Industrialization of a developing economy calls for a technological infrastructure to deal with problems of stimulating enterprise, assessing alternative courses, choosing manufacturing methods, and controlling product quality. In these tasks, measurement science and engineering standardization have an important role; yet with different governmental philosophies and economic structures, the needs and priorities of government action will vary greatly.

The National Bureau of Standards has been considering how its experience in metrology and standardization could be employed in collaboration with the U.S. Agency for International Development for assisting less developed countries to build up their own technological infrastructures. The NBS itself seeks an understanding of how its services to the science and industry of the U.S.A. should best be managed. In this self-evaluation we find ourselves working in parallel and in close sympathy with all industrializing nations of the world.
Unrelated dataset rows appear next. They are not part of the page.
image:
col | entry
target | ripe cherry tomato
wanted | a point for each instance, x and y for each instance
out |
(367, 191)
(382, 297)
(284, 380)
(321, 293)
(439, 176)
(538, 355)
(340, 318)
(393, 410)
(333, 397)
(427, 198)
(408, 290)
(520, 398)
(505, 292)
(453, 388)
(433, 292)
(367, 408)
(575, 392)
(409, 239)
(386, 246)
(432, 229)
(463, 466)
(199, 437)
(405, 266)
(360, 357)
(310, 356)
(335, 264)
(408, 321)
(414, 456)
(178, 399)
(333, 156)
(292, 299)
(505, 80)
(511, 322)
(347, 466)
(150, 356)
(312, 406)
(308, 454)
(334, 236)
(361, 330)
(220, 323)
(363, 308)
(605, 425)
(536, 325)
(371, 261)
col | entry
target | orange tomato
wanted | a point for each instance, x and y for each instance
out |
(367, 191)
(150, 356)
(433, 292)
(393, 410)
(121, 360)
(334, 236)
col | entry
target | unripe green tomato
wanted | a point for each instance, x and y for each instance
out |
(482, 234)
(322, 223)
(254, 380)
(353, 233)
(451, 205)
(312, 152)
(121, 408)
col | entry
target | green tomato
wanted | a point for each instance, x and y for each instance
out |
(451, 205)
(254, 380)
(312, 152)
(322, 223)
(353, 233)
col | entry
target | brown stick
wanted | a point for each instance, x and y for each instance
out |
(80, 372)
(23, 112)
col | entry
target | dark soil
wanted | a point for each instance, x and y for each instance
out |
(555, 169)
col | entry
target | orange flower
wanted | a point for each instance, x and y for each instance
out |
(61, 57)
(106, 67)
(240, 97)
The Seminar reported here concerns the problems faced by less developed countries seeking industrialization. With financial support from U.S. AID, thirteen expert participants from abroad came to express their views on possible relevance of NBS programs. Discussions took place in the light of findings of such organizations as the United Nations Advisory Committee on the Application of Science and Technology to Development, and the 1969 UNIDO Symposium on Industrial Development. In each of eight sessions, several invited papers were presented, followed by informal discussion which ranged widely among diverse viewpoints.

We are especially grateful to our guests for their full and frank comments.

We at NBS feel the Seminar made a contribution that deserves the record inherent in these Proceedings. However, caution is the best advice NBS has to offer. Developing nations should not be over-awed by the achievements of industrialized nations and those of metrological laboratories like NBS; they should not necessarily aim at imitating the supposedly successful centers. One needs to realize that ideal solutions are rarely found by any industry or any nation. Often the solution of one problem creates a new unsuspected future problem. However, even if this country cannot solve the problems of other nations, we can all work more effectively by comparing techniques, attitudes, and interests as we have done during the course of this Seminar.

So many organizations and individuals have contributed to the Seminar that proper acknowledgements would be unduly long. I want only to single out the Scientific Apparatus Makers Association, which arranged a post-Seminar tour of several U.S.A. manufacturing plants for our overseas guests.

To all participants, I give my hearty thanks.